Menurut Bachrudin Musthafa (2008 : 75) kemandirian adalah kemampuan untuk mengambil pilihan dan menerima konsekuensi yang menyertainya. Kemandirian pada anak-anak mewujud ketika mereka menggunakan pikirannya sendiri dalam mengambil berbagai keputusan : dari memilih perlengkapan belajar yang ingin digunakannya, memilih teman bermain, sampai hal-hal yang relatif lebih rumit dan menyertakan konsekuensi-konsekuensi tertentu yang lebih serius.

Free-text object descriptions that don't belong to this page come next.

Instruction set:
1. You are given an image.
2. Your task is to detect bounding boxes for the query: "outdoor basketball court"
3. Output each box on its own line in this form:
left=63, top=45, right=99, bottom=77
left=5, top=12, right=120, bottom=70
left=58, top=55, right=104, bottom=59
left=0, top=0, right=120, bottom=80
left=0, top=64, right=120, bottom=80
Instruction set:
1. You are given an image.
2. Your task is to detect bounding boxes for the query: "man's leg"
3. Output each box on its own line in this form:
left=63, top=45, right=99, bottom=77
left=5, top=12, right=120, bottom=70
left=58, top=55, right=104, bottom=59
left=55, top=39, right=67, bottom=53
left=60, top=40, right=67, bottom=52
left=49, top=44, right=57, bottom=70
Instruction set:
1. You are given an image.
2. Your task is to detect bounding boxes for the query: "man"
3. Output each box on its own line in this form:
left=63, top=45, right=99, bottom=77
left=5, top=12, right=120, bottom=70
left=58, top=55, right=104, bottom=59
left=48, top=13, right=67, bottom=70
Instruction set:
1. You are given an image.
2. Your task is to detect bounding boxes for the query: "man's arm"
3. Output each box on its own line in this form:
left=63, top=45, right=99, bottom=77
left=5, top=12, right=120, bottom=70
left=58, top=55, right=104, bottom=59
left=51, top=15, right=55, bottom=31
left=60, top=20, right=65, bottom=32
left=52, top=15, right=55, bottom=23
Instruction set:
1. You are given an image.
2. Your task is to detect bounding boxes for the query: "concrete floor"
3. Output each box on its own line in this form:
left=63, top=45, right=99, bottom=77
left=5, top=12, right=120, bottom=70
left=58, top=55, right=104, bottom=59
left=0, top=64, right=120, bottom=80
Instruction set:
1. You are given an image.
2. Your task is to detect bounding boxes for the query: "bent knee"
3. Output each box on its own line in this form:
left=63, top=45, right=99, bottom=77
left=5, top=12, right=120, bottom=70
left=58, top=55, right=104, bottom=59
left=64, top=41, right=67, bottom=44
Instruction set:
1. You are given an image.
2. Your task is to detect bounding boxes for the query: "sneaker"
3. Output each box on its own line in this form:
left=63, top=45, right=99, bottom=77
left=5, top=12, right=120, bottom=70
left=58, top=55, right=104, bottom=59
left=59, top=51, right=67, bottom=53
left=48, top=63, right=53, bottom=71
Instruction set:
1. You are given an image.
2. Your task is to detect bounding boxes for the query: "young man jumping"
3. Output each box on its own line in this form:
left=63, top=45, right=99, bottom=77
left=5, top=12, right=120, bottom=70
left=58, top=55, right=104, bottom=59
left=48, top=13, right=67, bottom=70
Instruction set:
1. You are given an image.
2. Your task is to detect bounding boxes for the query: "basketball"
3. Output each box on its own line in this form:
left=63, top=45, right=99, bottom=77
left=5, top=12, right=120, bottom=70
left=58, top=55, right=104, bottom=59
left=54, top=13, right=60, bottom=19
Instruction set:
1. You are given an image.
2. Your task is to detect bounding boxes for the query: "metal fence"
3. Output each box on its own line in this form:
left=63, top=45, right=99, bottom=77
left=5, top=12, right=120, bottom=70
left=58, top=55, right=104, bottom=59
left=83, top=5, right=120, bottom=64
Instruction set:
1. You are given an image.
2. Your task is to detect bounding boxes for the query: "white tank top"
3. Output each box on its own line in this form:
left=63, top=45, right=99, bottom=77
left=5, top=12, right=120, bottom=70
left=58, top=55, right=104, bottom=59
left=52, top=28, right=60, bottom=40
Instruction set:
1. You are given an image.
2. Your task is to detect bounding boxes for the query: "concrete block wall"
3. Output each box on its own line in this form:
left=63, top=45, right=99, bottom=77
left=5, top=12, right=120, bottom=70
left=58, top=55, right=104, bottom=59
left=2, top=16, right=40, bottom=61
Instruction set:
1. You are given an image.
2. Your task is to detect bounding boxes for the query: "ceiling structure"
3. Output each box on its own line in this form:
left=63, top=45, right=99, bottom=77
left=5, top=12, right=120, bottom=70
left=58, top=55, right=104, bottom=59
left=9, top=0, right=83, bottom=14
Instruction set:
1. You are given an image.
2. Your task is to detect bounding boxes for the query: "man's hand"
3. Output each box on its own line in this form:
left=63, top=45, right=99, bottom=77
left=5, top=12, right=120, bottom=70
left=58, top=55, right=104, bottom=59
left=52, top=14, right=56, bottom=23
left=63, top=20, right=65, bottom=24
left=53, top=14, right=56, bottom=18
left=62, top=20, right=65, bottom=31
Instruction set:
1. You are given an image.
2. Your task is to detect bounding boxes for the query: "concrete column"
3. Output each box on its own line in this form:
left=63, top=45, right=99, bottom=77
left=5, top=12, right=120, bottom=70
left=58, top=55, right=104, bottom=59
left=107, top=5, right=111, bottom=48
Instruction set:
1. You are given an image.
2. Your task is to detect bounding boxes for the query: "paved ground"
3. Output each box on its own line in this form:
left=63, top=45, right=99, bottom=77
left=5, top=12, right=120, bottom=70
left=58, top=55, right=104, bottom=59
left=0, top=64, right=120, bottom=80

Selanjutnya Musthafa menjelaskan bahwa tumbuhnya kemandirian pada anak-anak, bersamaan dengan munculnya rasa takut (kekuatiran) dalam berbagai bentuk dan intensitasnya yang berbeda-beda. Rasa takut (kekuatiran) dalam takarannya yang wajar dapat berfungsi sebagai "emosi perlindungan" (protective emotion) bagi anak-anak, yang memungkinkannya mengetahui kapan waktunya meminta perlindungan kepada orang dewasa atau orangtuanya.
Sedangkan menurut Syamsu Yusuf (2008 : 130) bahwa kemandirian (otonomi) merupakan karakteristik dari kepribadian yang sehat (healthy personality). Kemandirian individu tercermin dalam cara berpikir dan bertindak, mampu mengambil keputusan, mengarahkan dan mengembangkan diri, serta menyesuaikan diri secara konstruktif dengan norma yang berlaku di lingkungannya.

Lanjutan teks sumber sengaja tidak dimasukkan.